“The learning experiences provided by this school, in a small school setting, are remarkable.”

Middle School Program

The Hillsboro School offers middle school students learner-centered instruction and an environment that nurtures them actively.

This is accomplished through observation, one-on-one conferencing, and a deep respect for each young adult. Students in the middle school are required to take math, science, English, and social studies every year. The curriculum for the middle school is inquiry-based.

Middle School Program

Students, working with faculty, will identify topics of study that cross curricular silos and learn through pursuing answer to these questions. Not only is this approach supported by Montessori philosophy, but by the latest in cognitive research on learning. Furthermore, colleges and universities are increasingly moving to interdisciplinary approaches; MIT even calls this approach for some of their work as non-disciplinary.

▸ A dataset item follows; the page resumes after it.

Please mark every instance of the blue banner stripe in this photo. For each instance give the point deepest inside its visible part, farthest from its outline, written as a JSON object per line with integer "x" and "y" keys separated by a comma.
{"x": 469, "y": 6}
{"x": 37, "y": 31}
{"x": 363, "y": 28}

However, each student may progress or be working at different levels in these subjects. Thus, work will be divided to ensure all are progressing within content areas. Students will still be expected to progress in usual patterns. For example, the math curriculum aims for all students at a minimum to be prepared for algebra before moving out of middle school, although many may already have completed algebra or even geometry. The inquiry-based focus helps provide the students with a real world anchor for their learning, though, as opposed to rote memorization without the ability to apply their knowledge.

Montessori Model U.N.

All students in the middle school participate in Montessori Model United Nations. Each year, students work on papers and speeches to represent countries for the MMUN challenge. If students choose, they travel to New York City for five days to participate in the MMUN each spring.

Field Trips

Students are encouraged to take their learning outside of the walls of the classroom community and explore their real-life applications. Imagine the learning, independence, and confidence that can be fostered by allowing students to plan their own lesson extensions, from planning travel time, coordinating with outside resources, calculating costs, developing self-directed research, engaging in meaningful learning, and then presenting this information to their peers!

Community Meetings

Through their community meetings, students gain daily practice in determining how their learning community is going to function. Intentional reflection on how they have worked together develops ownership and a healthy pride in how they constructively learn to make things happen.

Service Learning Projects

Through their community meetings, students gain daily practice in determining how their learning community is going to function. Intentional reflection on how they have worked together develops ownership and a healthy pride in how they constructively learn to make things happen.